Signal processing and the construction of a map of an object takes place, as a rule, in the laboratory under fixed conditions, and is the most complex and laborious procedure of UWB sounding.
The reflected signal which has been recorded in the field is mathematically processed by a specially-designed program on a powerful computer. Processing time for one point depends on the depth of sounding and can be as long as one hour. The speed of processing can be increased by further improvement of the program and/or by using a more powerful computer. The processed signal is compared with the available database of different environments and provides preliminary identification of the components which are included in a given section.
The final identification of the environment and the preparation of a map of a section is done by geophysicists who have experience with the complex database of known environments. After signal processing, the construction of a linear or volumetric map of the object is prepared. It is possible to isolate features constituting the object.

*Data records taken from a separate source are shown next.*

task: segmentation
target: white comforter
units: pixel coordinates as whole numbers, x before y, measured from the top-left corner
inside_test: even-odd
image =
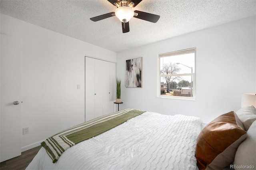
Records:
[[[199,118],[146,112],[68,149],[55,163],[42,148],[26,170],[197,169]]]

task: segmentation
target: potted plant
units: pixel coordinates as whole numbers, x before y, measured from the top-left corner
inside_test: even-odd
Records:
[[[116,99],[117,103],[121,103],[121,79],[116,79]]]

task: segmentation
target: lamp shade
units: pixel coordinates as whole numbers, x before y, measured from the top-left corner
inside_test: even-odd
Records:
[[[115,15],[121,22],[127,22],[133,17],[134,12],[130,8],[123,6],[116,10]]]
[[[256,93],[244,93],[242,94],[241,107],[253,105],[256,107]]]

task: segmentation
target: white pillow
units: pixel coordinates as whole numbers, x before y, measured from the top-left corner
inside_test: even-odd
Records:
[[[243,123],[245,131],[248,130],[251,125],[256,120],[256,109],[252,105],[242,107],[236,113]]]
[[[234,166],[243,166],[240,169],[248,169],[248,167],[256,168],[256,121],[247,131],[247,137],[239,145],[235,156]],[[239,167],[240,168],[240,167]]]

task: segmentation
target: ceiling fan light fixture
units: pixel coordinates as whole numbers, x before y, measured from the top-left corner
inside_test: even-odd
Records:
[[[133,17],[134,12],[130,8],[123,6],[116,9],[115,14],[121,22],[127,22]]]

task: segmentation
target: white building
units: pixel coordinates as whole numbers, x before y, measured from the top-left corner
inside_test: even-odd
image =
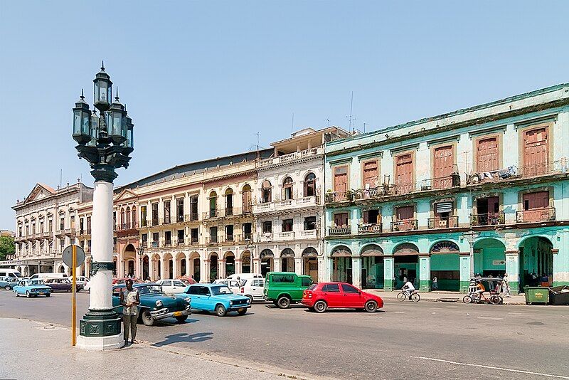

An essential acceleration and improvement of accuracy of the operation takes place if there is an actual gauge, or example in the database, similar to the object being researched. It allows the system to be calibrated with an allowance for the features of the soils and the characteristics of the given terrain.


* Performance of geophysical research for completion of civil engineering, the structure of tunnels, bridge transitions, headers, etc.
* Revealing defects in complex hydraulic engineering structures, piles, foundations and other concrete structures.
* Determination of the disposition of underground engineering structures and communications.
* Archeological operations.
* Determination of the disposition of mineral deposits (solid, liquid or gaseous).
* Determination of sub-surface environmental pollution (from petroleum, etc.).
* Determination of sub-surface aquifers and layers of water.